Monday, November 22, 2010

Joseph K at the Gate Theatre


It begins with a knock at the door. From the moment on his thirtieth birthday when two blandly efficient men in suits arrest Joseph K for an unspecified crime his life starts to crumble.

His mobile phone no longer works, a block has been put on his passport and he can only withdraw £20 at a time from a cash point. Even the radio appears to have it in for him.

Comedian Tom Basden’s effective contemporary reworking of Kafka’s The Trial is a playful yet tense and sinister piece of writing. The predicament of the lead character slots all too easily into a recognisable world of communicative brick walls and social alienation.

Joseph K, increasingly desperate to escape the charges against him, attempts to battle a system designed to send him in endless loops. He is pitched into an ocean of paperwork, automated telephone systems, and smiling employees with HNDs in empathy but no capacity to actually help him; release is always just teasingly out of reach.

Basden takes some targeted swipes, particularly at the inanity of radio talk shows, but the production’s strengths lie in the general sense of powerlessness and impotence Joseph feels in the face of the tyranny of bureaucracy – something that’s as potent as it’s ever been. It’s this idea of inescapability that lingers, this and the idea of an inevitable drip-down: even as his confidence and sanity deteriorate, Joseph is shown treating others with the same offhand callousness with which the system is treating him.

Pip Carter, as Joseph K, is suitably business-like and upright to begin with so that his gradual reduction into desperation and, eventually, into mute supplication are all the more unsettling to watch. Basden, Tim Key and Sian Brooke divide the remaining characters between them and this use of recurring faces is used to underscore Joseph’s paranoia. As in Basden’s previous play, Party, Key is particularly effective as a performer, playing both an arrogant dressing gown-clad lawyer who refuses to deal with clients not conversant in Latin and Joseph’s nervy underling at the bank whose career prospects rest on an appraisal he has repeatedly failed to complete.

Lyndsey Turner’s production maintains a number of balances, between the comic and the chilling, between a recognisable world and something more absurd and extreme.
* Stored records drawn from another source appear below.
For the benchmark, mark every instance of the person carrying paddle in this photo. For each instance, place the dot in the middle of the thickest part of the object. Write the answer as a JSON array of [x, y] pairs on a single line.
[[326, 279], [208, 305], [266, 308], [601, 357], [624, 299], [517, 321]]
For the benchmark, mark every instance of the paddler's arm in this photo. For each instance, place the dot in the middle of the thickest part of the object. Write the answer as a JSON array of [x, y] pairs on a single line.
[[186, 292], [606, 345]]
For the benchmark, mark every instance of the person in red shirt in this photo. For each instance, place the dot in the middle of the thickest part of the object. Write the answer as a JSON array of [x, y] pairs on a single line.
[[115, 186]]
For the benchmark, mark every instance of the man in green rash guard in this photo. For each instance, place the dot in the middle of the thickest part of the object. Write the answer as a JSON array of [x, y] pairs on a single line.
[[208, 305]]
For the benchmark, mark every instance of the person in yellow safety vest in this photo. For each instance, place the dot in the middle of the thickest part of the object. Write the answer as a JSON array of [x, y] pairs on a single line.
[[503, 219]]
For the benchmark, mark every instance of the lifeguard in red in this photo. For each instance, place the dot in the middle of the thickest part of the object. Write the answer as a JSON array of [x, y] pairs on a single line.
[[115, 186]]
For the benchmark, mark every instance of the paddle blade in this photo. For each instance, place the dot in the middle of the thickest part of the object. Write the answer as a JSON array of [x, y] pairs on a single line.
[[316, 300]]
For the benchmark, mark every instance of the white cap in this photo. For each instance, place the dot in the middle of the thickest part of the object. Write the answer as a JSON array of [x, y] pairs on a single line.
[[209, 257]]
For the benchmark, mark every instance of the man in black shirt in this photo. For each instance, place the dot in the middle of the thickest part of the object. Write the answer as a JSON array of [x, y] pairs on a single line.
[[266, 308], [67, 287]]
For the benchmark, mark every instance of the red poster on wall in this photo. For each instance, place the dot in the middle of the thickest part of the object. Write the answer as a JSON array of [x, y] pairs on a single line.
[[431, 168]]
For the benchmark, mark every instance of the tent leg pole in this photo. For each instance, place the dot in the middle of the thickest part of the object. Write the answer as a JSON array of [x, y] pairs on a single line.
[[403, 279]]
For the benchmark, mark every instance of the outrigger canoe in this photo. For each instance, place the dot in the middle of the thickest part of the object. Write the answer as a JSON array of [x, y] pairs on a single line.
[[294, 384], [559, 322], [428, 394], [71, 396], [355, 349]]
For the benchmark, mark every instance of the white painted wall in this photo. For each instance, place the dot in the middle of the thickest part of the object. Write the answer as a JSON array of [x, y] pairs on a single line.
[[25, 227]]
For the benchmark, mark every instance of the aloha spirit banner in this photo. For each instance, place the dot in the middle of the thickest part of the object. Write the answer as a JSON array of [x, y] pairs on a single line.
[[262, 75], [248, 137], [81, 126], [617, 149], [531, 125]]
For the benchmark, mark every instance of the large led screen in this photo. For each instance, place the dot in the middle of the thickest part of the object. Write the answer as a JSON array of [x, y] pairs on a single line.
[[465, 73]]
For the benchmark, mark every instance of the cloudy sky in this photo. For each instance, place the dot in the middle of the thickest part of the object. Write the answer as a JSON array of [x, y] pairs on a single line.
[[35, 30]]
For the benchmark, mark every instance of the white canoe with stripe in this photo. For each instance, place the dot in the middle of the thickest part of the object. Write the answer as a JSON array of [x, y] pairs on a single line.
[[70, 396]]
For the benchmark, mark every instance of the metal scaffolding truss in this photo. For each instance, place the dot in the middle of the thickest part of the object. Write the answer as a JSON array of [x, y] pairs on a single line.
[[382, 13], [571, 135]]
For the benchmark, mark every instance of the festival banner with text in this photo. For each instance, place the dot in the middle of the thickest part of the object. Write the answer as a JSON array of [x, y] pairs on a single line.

The tiny Gate stage is made to feel remarkably versatile but the pacing at times is a bit jagged, with frequent scene changes that require the donning and shedding of clothes and the rearranging of furniture; the covering fuzz of white noise doesn’t quite prevent these moments from feeling like lulls and from diluting the otherwise not inconsiderable tension.
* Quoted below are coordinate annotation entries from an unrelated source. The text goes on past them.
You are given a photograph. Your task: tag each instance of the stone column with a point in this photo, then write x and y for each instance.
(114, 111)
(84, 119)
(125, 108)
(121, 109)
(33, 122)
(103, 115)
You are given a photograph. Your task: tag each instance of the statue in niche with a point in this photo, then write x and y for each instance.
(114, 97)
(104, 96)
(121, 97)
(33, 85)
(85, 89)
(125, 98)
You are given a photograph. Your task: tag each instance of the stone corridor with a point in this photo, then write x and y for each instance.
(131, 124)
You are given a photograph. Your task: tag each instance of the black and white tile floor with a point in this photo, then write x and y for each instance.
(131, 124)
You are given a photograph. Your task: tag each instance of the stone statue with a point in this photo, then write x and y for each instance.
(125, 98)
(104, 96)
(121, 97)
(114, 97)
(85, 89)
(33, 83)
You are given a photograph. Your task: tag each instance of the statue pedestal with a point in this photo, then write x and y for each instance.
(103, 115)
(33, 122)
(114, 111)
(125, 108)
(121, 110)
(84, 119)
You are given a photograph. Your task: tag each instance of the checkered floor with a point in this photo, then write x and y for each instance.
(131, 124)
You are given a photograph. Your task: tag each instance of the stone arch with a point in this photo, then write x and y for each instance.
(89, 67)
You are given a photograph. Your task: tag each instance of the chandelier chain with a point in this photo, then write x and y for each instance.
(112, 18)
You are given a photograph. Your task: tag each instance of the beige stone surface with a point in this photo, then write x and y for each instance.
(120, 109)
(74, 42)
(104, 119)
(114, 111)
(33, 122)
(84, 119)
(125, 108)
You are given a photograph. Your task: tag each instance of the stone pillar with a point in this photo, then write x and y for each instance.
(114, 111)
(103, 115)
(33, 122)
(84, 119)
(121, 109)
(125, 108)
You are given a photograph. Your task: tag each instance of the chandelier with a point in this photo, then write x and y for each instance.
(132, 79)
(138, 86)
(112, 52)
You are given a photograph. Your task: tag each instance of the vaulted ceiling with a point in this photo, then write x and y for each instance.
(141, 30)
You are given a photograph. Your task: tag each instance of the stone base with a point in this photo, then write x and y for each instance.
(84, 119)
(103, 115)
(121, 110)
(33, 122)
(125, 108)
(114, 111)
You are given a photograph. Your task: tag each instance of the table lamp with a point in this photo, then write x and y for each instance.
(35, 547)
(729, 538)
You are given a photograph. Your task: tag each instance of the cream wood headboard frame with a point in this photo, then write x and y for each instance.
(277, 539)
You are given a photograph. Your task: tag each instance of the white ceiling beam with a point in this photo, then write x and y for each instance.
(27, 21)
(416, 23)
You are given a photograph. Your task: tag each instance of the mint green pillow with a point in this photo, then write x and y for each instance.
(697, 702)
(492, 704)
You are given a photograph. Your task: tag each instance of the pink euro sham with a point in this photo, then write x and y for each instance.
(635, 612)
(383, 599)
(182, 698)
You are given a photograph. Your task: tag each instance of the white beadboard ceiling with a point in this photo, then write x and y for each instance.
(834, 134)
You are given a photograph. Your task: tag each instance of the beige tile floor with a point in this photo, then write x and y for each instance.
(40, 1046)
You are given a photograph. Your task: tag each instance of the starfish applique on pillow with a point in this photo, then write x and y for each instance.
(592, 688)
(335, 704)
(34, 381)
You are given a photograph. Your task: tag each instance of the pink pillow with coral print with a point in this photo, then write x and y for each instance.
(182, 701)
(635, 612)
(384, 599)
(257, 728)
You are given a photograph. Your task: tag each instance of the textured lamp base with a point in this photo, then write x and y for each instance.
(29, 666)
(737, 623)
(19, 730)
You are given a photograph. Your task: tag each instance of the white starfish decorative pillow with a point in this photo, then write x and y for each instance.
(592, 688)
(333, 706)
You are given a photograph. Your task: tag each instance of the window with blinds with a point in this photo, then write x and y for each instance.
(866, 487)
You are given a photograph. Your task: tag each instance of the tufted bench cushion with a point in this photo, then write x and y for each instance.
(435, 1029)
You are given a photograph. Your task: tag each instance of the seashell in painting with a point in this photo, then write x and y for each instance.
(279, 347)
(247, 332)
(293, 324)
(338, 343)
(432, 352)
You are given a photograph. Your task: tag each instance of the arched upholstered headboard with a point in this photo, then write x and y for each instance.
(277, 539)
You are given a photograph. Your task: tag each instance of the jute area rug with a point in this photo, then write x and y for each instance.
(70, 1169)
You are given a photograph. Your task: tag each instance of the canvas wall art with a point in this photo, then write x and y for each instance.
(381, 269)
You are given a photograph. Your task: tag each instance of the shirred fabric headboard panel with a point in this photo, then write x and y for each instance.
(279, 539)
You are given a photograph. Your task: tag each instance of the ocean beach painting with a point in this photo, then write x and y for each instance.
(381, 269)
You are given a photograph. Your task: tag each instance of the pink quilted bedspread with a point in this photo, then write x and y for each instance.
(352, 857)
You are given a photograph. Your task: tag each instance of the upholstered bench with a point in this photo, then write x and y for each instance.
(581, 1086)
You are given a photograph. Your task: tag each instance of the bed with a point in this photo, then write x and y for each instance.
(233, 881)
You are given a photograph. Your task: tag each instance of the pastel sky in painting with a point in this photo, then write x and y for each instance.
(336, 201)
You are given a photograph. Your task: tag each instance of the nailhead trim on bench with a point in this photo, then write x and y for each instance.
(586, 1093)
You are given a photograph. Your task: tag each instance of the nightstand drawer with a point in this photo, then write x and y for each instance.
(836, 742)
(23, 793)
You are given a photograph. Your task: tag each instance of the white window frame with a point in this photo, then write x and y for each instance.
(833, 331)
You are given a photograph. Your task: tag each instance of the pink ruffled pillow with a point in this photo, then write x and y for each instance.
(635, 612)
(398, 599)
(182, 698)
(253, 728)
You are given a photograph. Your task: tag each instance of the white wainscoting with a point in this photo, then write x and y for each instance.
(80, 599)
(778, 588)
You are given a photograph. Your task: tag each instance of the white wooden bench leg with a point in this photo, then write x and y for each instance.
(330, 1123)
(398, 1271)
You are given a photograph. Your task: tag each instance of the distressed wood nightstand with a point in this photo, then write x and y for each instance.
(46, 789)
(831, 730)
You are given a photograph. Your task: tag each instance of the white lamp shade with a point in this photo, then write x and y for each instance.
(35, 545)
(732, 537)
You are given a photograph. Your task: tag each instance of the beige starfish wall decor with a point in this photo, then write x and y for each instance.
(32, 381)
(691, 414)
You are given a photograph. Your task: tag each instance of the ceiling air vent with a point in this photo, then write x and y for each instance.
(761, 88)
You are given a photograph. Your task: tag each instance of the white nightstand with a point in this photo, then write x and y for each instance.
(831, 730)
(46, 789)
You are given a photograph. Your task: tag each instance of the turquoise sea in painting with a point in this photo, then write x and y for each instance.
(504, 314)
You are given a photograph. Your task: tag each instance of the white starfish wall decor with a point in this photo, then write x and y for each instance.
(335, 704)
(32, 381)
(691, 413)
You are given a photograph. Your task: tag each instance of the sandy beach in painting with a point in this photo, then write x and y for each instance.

At times Joseph’s decline can be read as one man’s consumption by mental illness, as he becomes convinced the radio is saying his name and that everyone, his colleagues, and even his brother, is out to get him. But the play twins this with a sense that the system really is out to drive him to edge, that there are walls he’ll never scale no matter how hard he tries and there are innumerable frameworks in place to prevent him from doing just that.